Microassembly based somatic variant caller for NGS data
Other
153 stars 33 forks source link

failed with exit code 139 when run lancet #42

Closed rxw125 closed 5 years ago

rxw125 commented 5 years ago

hello,gnarzisi

I'm very interested in the Bruijn-based lancet . I ran it on gold data for human with each chromosome ,but some tasks failed with code 139。 The stderr is as follows:

……
Thread 7 is 1.0% done.
Thread 1 is 1.0% done.
Thread 8 is 1.0% done.
Thread 2 is 1.0% done.
Thread 6 is 1.0% done.
Thread 5 is 1.0% done.
Thread 3 is 1.0% done.
Thread 4 is 1.0% done.
Segmentation fault (core dumped)

I tried to provide more memory , but it doesn't work.
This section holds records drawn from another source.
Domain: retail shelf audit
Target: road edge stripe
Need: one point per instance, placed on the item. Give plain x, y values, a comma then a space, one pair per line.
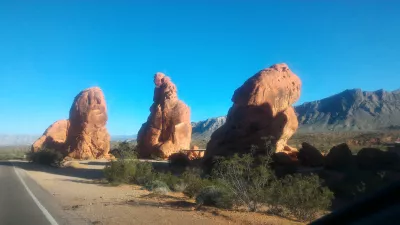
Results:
46, 213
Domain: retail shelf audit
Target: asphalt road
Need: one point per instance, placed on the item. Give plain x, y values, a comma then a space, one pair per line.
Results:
23, 201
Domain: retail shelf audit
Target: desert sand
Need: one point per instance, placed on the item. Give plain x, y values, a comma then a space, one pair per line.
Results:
82, 190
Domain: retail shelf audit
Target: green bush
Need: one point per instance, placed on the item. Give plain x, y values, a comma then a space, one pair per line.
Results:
158, 187
144, 173
179, 160
195, 183
301, 196
47, 157
125, 150
215, 196
129, 170
246, 177
173, 182
120, 171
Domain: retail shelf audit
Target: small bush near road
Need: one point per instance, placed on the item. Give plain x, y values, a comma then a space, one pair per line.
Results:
244, 179
171, 180
237, 181
195, 183
302, 196
215, 196
47, 157
179, 160
124, 150
144, 173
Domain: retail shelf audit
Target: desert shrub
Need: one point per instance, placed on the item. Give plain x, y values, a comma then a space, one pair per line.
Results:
47, 157
171, 180
144, 173
120, 171
195, 183
124, 150
158, 187
301, 196
215, 196
245, 178
129, 170
180, 186
179, 160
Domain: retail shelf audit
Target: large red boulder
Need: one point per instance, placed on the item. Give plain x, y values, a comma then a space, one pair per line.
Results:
88, 137
168, 129
262, 108
53, 138
84, 135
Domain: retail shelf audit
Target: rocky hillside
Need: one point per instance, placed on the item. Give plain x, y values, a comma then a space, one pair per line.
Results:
204, 129
350, 110
17, 139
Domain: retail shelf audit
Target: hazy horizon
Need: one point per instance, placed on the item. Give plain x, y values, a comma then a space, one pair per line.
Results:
50, 51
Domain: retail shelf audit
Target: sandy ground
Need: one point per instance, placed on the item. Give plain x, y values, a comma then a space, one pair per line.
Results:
81, 190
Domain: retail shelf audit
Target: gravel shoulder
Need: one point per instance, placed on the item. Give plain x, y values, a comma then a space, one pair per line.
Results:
82, 192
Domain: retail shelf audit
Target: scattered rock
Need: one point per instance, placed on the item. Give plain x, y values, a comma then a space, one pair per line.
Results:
262, 107
376, 159
339, 157
168, 129
310, 156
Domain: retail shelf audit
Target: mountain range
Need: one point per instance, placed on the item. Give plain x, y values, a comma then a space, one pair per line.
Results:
350, 110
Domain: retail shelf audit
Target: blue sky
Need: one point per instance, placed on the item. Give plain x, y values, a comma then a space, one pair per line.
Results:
51, 50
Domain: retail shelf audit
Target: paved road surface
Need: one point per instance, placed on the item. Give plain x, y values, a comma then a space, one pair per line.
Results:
23, 201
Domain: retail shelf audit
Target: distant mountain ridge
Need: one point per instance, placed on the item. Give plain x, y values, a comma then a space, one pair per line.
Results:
350, 110
21, 139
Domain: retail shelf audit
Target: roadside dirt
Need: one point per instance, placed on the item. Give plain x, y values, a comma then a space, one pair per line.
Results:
82, 190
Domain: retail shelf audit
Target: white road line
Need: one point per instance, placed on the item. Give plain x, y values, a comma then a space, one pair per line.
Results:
41, 207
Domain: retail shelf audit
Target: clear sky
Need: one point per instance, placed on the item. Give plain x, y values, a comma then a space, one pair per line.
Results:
51, 50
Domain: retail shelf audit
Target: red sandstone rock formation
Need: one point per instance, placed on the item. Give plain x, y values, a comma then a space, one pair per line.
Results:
168, 127
84, 135
88, 137
54, 137
262, 107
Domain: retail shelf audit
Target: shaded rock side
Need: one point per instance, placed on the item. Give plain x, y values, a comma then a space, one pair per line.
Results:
88, 137
168, 129
262, 107
84, 135
54, 137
Could you give some suggestions ?

Thank you!

Best wishes!

gnarzisi commented 5 years ago

Can you please define "gold data"? What type of sequencing data? Can you provide the command line used? Hard to guess what went wrong without additional information.

rxw125 commented 5 years ago

hi, thanks for your reply.

The gold data set is bam format for NA12878 with Hiseq PE148 reads。 It has run smoothly with other softwares such as mutect, deepvariant.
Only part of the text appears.